Tuesday, June 11, 2013

PUT DOWN THAT BOX AND STEP AWAY FROM THE ORNAMENTS



I finally packed up my Christmas stuff the other day.  Okay, not really.  I packed up the Christmas glassware that had been collecting dust on the shelf.  The box of tree ornaments is still sitting in a corner in the living room. 

I've no idea why it's still there.  It's all packed up.  All I have to do is pop the folded up tree skirt into a plastic bag and then close the top.  It's not like the box is heavy; it probably weighs about four pounds.  I could claim I haven't had time to put everything away, but that's the biggest, fattest, most outrageous of lies. 

Fact is, I keep forgetting the box is there.

The box is tucked in the corner next to the television in a non-linear part of the room that forms a bay window area.  I don't know if I simply don't see it or if it's so much a part of the room décor that it has faded from visible awareness.  I suppose the ornament box has become my own personal Santa -- visible when I believe it's there and invisible when I simply deny its existence.

By the time I finally get the box back to the basement where it belongs, it will be time to pull it back out again.  Okay, not quite.  But dang close.  I'll make a deal here:  I will promise to put the box away before June 25th.  Then I will be as close to last Christmas as I will be to the next Christmas.  That's fair, right?

Oh, all right.  There is something seriously wrong with me, I'll admit it.  I love Christmas.  I even have Christmas music on my MP3 player (yes, an MP3, not an iPod -- I am perfectly happy with old-school technology) to listen to all year long.  I'm not one of those whackos who wears jingle bell earrings in August, nor do I feel the need to go to Santa's Village.  As a matter of fact, I've never even been to Santa's Village in my life.  I'm not avoiding it.  I choose to visit other local tourist traps instead, like the Polar Caves, Story Land, Clark's Trading Post, and the Old Man of the Mountain (before he unceremoniously slid off the rock face into the gully below).
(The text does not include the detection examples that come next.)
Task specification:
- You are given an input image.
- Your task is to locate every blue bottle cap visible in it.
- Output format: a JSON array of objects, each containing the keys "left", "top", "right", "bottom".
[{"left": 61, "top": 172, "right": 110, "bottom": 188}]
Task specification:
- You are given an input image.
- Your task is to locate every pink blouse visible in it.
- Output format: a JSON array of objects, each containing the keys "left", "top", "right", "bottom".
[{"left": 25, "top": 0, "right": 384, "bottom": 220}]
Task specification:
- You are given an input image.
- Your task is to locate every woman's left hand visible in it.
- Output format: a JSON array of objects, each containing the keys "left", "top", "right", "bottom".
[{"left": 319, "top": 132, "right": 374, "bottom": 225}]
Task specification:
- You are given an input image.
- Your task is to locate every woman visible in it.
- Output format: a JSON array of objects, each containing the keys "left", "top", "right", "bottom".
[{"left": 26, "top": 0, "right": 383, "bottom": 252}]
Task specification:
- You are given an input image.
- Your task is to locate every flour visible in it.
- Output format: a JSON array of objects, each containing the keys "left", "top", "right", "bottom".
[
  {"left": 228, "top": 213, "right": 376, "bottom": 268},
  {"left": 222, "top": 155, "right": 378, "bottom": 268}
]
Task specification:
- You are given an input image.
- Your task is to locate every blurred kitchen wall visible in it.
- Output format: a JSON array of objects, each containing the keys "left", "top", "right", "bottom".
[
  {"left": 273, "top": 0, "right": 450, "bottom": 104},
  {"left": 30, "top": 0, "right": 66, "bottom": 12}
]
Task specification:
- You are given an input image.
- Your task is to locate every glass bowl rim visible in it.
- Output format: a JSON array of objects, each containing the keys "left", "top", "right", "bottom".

Eventually the last Christmas box will be put away, but I'm not moving it until after the Stanley Cup finals are over.  In addition to being a sentimental person, I am also a superstitious one, and since the box is sitting next to the TV (and has been through the entire play-off run and for most of the curtailed season), it's staying put until the fat lady sings.  Uhhhh, "Dear Santa.  I would very much like to have the Stanley Cup come back to Boston this June 2013."

Merry early Christmas and a happy Stanley Cup to us!